It’s taken me almost ten years to reach this point, but soon I’ll have the answer to the question which has been eating away at me ever since the farm house was over-run. That was the last time I’d seen him, and I needed to know whether he, like me, was somehow still alive, even after all this time. I crave for certainty; I yearn for the knowledge of what happened to him; I need to know one way or the other. I know this is something few people ever get now the world has changed, but I know something they don’t. I know that if he’s still alive, he’ll be here on this beach today at sunset, just as he promised he would if we ever got split up. If I find him waiting for me there, we’ll finally be re-united, if only for a brief moment before it’s all over; and if I don’t, I’ll know for sure he’s dead. Then, at last, I can die knowing he too is gone. Well, I won’t actually die, but I’ll stop being me, and that will mean I’m as good as dead.
We met at university, where he was doing an engineering degree, and I was studying English literature. It shouldn’t have worked, but it did. We were united by a common sense of humour, indie music, and a liking for original series Star Trek. I wouldn’t say it was love at first sight, but it was close enough to make no difference, and for the next eight years we spent barely more than the occasional day apart. Even when the outbreak started, our first instinct wasn’t to flee, but rather to find each other.
I think this is what made it so difficult when we finally got separated. We were holed up in a remote farm house which overlooked Loch Ness, trying to work out what we should do next. We figured it was safe enough there for the time being, but we still had to be constantly on our guard because even there the occasional infected turned up. Then, one evening, we were over-run. It happened almost without warning, and there was no time for me to find John before I had to turn and flee into the night. All I could do was hope that he had made it out too, and that we’d find each other again.

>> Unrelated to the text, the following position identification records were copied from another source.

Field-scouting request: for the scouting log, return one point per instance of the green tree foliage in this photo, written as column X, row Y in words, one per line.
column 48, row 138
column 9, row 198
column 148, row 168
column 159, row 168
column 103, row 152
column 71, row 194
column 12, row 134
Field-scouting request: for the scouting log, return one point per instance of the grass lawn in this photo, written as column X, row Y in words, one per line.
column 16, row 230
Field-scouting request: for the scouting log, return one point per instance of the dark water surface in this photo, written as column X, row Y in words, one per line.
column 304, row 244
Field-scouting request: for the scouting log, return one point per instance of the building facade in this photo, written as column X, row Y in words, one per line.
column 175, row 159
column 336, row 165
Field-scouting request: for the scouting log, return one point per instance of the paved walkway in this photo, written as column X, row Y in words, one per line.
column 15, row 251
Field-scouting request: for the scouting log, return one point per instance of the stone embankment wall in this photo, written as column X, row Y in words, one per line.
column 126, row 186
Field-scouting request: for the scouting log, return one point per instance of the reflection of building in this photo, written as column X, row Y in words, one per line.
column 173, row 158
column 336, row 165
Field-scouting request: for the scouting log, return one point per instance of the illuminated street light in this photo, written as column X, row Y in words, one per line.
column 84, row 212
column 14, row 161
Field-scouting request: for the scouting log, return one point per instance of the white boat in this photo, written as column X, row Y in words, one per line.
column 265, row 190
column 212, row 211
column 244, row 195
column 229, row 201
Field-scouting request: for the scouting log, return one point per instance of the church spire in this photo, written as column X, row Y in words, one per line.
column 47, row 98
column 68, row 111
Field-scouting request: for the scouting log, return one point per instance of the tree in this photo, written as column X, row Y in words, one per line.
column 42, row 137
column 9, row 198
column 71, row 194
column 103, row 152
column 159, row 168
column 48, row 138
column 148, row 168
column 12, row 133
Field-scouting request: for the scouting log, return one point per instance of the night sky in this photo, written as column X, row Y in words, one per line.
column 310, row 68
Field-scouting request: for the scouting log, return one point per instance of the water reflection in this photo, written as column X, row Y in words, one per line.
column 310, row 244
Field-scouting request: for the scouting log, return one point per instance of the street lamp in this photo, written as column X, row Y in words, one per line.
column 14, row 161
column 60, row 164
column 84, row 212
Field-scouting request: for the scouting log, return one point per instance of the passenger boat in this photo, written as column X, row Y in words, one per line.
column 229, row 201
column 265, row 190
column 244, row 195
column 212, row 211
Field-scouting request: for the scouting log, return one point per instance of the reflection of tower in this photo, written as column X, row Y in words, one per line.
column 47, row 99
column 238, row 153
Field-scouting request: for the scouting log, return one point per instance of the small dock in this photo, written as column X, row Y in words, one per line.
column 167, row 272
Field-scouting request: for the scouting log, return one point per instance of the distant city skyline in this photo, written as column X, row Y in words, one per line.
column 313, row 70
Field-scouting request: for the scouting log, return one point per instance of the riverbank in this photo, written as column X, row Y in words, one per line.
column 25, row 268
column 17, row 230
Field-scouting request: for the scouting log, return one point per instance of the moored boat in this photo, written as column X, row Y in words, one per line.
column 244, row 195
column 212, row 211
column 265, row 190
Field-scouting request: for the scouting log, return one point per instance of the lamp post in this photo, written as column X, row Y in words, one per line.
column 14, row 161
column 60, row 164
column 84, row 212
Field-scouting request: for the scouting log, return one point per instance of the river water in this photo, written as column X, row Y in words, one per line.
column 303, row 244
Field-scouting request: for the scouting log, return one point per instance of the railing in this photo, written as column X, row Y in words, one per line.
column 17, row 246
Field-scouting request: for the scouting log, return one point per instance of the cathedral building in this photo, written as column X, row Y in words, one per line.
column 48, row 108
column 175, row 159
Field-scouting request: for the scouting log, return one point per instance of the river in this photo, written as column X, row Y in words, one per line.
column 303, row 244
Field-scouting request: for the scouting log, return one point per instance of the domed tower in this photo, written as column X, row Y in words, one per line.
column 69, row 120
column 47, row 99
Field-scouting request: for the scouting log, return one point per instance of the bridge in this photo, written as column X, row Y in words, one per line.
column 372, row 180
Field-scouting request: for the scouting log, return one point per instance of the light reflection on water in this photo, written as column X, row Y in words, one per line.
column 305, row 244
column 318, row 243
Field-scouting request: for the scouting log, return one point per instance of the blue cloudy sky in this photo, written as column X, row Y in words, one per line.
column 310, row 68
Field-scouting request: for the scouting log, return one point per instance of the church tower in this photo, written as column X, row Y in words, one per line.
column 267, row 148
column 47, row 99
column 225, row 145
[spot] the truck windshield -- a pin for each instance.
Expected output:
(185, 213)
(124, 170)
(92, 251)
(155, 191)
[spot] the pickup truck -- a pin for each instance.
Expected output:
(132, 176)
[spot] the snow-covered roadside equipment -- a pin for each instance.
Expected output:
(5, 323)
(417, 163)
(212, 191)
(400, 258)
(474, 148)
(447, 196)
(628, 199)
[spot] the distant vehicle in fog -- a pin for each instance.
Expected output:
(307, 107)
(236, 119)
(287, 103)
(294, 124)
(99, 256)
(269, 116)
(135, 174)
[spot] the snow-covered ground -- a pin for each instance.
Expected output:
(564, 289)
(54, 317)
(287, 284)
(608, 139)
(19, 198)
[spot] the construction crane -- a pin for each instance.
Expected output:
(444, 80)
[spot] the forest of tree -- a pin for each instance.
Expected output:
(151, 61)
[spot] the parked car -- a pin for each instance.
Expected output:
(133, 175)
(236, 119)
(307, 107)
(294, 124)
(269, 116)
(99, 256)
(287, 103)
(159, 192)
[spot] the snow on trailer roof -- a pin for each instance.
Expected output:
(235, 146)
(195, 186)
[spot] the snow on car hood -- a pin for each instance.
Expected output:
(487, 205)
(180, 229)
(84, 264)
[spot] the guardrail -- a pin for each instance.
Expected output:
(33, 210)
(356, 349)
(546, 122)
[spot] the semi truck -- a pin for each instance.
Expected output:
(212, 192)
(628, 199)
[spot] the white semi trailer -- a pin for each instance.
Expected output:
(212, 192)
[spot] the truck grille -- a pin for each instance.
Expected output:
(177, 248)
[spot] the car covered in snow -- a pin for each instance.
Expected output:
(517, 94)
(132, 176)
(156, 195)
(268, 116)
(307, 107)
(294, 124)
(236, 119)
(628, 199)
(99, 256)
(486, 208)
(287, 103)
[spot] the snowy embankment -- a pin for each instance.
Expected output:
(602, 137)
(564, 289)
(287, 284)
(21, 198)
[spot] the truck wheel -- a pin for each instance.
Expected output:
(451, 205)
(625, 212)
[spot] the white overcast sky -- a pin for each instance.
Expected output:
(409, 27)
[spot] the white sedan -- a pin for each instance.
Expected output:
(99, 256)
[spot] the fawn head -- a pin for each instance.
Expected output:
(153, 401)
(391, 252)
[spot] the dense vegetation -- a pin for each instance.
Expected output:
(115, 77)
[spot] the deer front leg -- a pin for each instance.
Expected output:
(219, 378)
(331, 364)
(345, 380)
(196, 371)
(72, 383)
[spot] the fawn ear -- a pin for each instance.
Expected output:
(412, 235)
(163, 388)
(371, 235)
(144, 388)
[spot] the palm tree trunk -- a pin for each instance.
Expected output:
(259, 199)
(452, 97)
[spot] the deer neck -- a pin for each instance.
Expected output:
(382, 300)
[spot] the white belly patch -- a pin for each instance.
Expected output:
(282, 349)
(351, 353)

Those first few days apart were gut-wrenchingly difficult, not knowing whether he was alive or dead, or perhaps worse, but there was little time to dwell on it. Instead, I spent my time running from the infected which seemed to dog my every step. The only thing which kept me going was the knowledge that I had a way to find out what had happened to him. Well, perhaps not exactly what had happened, but at least whether he was still alive or not. You see, we’d made plans for what we would do if we ever became separated. Rather than wandering around aimlessly searching for each other, we were both to head for a certain beach on the west coast. It was remote, but this meant there would be little chance of there being large numbers of infected there so it would be relatively safe. Yet, try as I might, I couldn’t get far enough ahead of the infected that were pursuing me to be able to start making my way west. Instead, I was forced further and further north, and with each passing day, I found myself wondering if John was already there, waiting for me, and the thought started to gnaw at me. I longed to go there, to find out once and for all, but the infected just wouldn’t let me.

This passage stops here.